7. During the course of hearing, at one stage, taking notice of the fact that
the defendant-appellants, agriculturists by vocation, have remained in
possession of land ever since 1967, i.e., for about 37 years by this time this
Court suggested the learned counsel for the parties explore the possibility of
mutual settlement. The learned counsel for the defendant-appellants made an
offer under instructions that the appellants were prepared to pay an amount of
Rs.50, 000/- over and above what was already paid to the late father of the
plaintiff-respondent under the agreement and the plaintiff-respondent should
not insist on claiming possession but rather should execute a deed of sale at
the cost and expenses of the defendant-appellants and thus bring the whole
dispute to an end. The learned counsel for the plaintiff-respondent took time
for having instructions and after adjournments told us that the
plaintiff-respondent was not responding to the communications made by the
learned counsel to her. In fact, a demand draft drawn in the name of the
plaintiff-respondent for a sum of Rs.50, 000/- on Vijaya Bank, Miraj, bearing
no. 337791 dated 21.3.2004 was produced by the learned counsel for the
defendant- appellants with readiness to tender the same to the plaintiff-
respondent which tender the learned counsel for the plaintiff- respondent
rightly regretted to accept as he was not having any instructions in that
regard from the plaintiff-respondent. In such circumstances, the DD has been
returned to the learned counsel for the defendant-appellants after being
perused by the Court.
8. We have heard the learned counsel for the parties on the merits of the
appeal. We are of the opinion that the Second Appeal has not been
satisfactorily disposed of by the High Court.

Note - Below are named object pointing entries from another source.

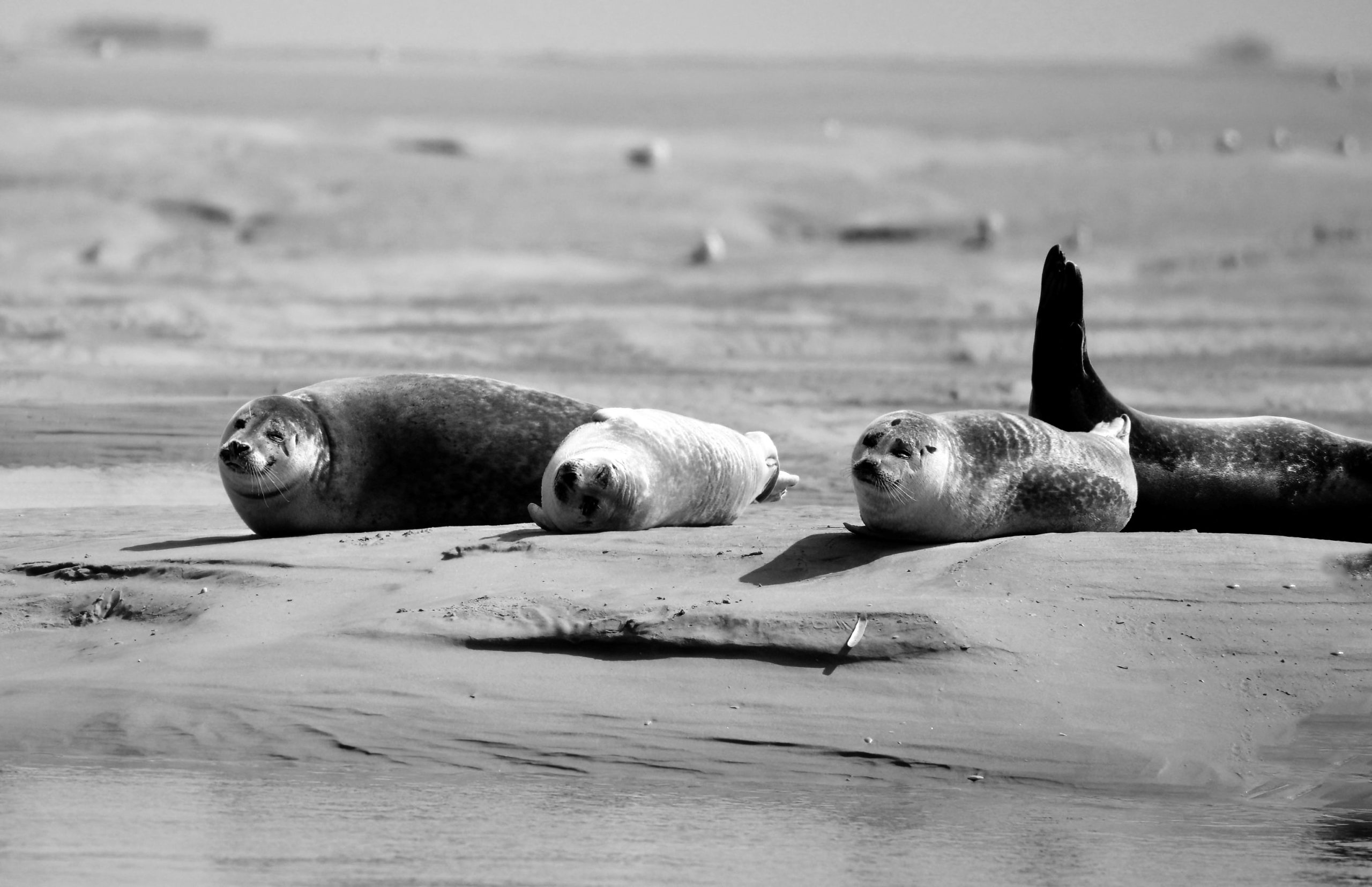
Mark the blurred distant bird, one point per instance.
(711, 248)
(656, 153)
(990, 227)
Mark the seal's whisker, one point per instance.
(271, 475)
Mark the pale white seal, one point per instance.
(976, 474)
(640, 468)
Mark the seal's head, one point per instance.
(900, 462)
(271, 450)
(593, 492)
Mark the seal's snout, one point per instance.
(234, 452)
(569, 478)
(868, 470)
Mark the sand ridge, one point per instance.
(1084, 660)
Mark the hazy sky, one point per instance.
(1324, 31)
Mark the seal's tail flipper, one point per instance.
(778, 481)
(1117, 430)
(1067, 390)
(777, 487)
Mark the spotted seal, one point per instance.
(640, 468)
(391, 453)
(976, 474)
(1263, 474)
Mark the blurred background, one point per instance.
(788, 216)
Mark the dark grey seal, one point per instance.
(393, 453)
(976, 474)
(1263, 474)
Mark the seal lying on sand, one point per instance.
(1263, 474)
(393, 453)
(640, 468)
(976, 474)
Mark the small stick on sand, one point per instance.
(858, 632)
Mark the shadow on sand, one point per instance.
(822, 554)
(199, 540)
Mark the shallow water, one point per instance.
(235, 825)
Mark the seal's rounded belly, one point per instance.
(640, 468)
(976, 474)
(393, 453)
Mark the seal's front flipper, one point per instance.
(540, 517)
(863, 531)
(1067, 390)
(607, 414)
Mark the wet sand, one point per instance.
(169, 252)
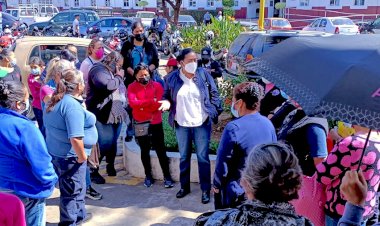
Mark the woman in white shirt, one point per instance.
(193, 100)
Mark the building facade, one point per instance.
(302, 12)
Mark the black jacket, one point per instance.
(126, 51)
(214, 65)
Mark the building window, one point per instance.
(334, 2)
(304, 2)
(192, 3)
(359, 2)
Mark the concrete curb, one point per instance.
(133, 165)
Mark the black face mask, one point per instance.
(139, 37)
(144, 80)
(205, 61)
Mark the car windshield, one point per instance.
(146, 15)
(280, 23)
(92, 17)
(342, 21)
(185, 18)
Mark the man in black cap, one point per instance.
(210, 65)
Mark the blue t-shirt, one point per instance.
(138, 56)
(69, 119)
(238, 139)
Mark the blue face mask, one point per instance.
(35, 71)
(234, 112)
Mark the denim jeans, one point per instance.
(35, 214)
(201, 137)
(38, 114)
(108, 134)
(155, 140)
(72, 185)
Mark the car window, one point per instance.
(91, 17)
(62, 17)
(241, 42)
(106, 23)
(342, 21)
(82, 53)
(376, 23)
(315, 23)
(323, 23)
(271, 41)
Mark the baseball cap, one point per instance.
(206, 52)
(172, 62)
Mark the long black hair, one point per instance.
(11, 92)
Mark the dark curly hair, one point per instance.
(11, 92)
(272, 173)
(251, 93)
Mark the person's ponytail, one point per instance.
(58, 95)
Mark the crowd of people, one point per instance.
(80, 108)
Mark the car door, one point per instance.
(315, 25)
(61, 20)
(322, 25)
(375, 26)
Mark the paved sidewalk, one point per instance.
(127, 202)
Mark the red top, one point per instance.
(12, 211)
(35, 87)
(144, 101)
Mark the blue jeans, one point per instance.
(330, 221)
(72, 185)
(201, 137)
(34, 211)
(108, 134)
(38, 114)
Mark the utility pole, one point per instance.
(261, 14)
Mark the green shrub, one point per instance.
(225, 32)
(171, 140)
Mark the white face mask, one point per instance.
(191, 67)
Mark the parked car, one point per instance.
(372, 27)
(8, 20)
(146, 17)
(108, 24)
(333, 25)
(277, 24)
(186, 21)
(65, 19)
(250, 45)
(31, 13)
(46, 48)
(249, 26)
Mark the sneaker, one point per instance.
(168, 183)
(92, 194)
(97, 178)
(148, 182)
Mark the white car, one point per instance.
(334, 25)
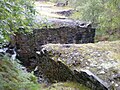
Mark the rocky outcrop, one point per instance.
(101, 60)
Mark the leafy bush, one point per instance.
(12, 77)
(15, 16)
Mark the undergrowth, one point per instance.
(12, 77)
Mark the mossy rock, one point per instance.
(102, 58)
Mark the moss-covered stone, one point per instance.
(103, 58)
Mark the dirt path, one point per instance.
(49, 10)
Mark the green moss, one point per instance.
(67, 86)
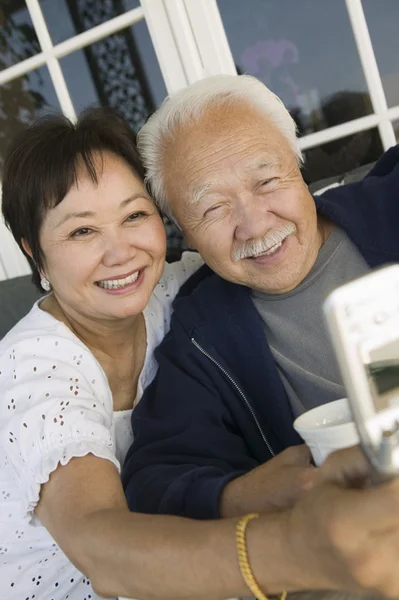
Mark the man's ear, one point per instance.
(189, 241)
(26, 247)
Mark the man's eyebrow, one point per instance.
(87, 213)
(266, 163)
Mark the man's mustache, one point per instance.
(255, 247)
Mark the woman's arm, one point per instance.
(135, 555)
(334, 538)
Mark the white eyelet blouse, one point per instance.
(56, 404)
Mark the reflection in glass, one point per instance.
(305, 52)
(382, 20)
(341, 156)
(18, 39)
(22, 101)
(66, 18)
(120, 71)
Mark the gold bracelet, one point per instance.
(242, 553)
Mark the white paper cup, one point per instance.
(327, 428)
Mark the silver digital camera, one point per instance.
(363, 321)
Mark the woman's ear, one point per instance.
(26, 247)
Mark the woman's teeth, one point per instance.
(270, 251)
(116, 284)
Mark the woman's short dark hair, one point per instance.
(42, 165)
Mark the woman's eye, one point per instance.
(136, 216)
(81, 232)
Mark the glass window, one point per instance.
(305, 52)
(18, 39)
(66, 18)
(382, 20)
(341, 156)
(21, 101)
(119, 71)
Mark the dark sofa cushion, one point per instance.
(17, 297)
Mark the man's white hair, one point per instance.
(188, 105)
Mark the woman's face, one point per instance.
(104, 245)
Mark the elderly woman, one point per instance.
(72, 370)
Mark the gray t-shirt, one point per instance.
(295, 328)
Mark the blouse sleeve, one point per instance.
(56, 405)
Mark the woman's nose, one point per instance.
(118, 249)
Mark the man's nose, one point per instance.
(118, 249)
(253, 218)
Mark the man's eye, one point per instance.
(81, 232)
(212, 209)
(267, 182)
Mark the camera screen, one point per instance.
(382, 367)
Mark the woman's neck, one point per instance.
(110, 338)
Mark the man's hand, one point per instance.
(275, 485)
(343, 535)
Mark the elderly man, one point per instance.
(248, 350)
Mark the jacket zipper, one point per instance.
(239, 390)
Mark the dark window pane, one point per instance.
(66, 18)
(22, 101)
(119, 71)
(17, 36)
(305, 52)
(341, 156)
(382, 20)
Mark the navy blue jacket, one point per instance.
(218, 407)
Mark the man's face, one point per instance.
(236, 190)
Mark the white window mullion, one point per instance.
(25, 66)
(53, 65)
(371, 72)
(210, 35)
(338, 131)
(174, 42)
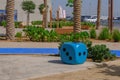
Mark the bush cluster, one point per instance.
(36, 22)
(100, 53)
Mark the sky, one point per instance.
(89, 7)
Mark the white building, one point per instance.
(21, 15)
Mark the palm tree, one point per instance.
(42, 12)
(45, 14)
(29, 7)
(10, 29)
(98, 14)
(77, 15)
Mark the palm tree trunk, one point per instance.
(45, 14)
(10, 29)
(98, 14)
(28, 18)
(110, 15)
(77, 16)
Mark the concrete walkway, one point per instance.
(7, 44)
(24, 67)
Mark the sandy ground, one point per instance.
(104, 71)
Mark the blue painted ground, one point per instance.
(38, 51)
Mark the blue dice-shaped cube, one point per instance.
(73, 52)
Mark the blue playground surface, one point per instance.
(39, 51)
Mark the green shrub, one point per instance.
(18, 34)
(36, 22)
(17, 24)
(116, 35)
(99, 53)
(92, 33)
(92, 25)
(104, 34)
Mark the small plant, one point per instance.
(19, 36)
(116, 35)
(100, 53)
(93, 33)
(36, 22)
(104, 34)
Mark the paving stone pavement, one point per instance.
(19, 67)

9. The judgment of the High Court is based on a question framed during the
course of writing of the judgment which is in departure from the two questions
of law on which the appeal was admitted for hearing. The whole emphasis shifted
from the core issues. Then, the High Court has not discussed any law and has
also not assigned reason, much less a satisfactory one, for taking a view
different from the one concurrently taken by the two courts below. The singular
reason assigned by the High Court for denying the benefit of Section 53-A of
the TP Act is not a sound reason by itself in view of the decision of this
Court in Shrimant Shamrao Suryavanshi and Anr. Vs. Pralhad Bhairoba
Suryavanshi (Dead) by Lrs. and Ors.1. This Court has held that
merely because the suit for specific performance at the instance of the vendee
has become barred by limitation that by itself is not enough to deny the
benefit of the plea of part performance of agreement of sale to the person in
possession.
10. As the judgment of the High Court is one of reversal and that too bereft of
any reason, the same cannot be sustained. The appeal is allowed. The judgment
of the High Court is set aside. Instead, the Second Appeal is remanded to the
High Court for hearing and decision afresh in accordance with law. Before
deciding the appeal on merits, the High Court would do well to explore the
possibility of settlement between the parties in view of the proceedings which
took place in this Court. No order as to the costs.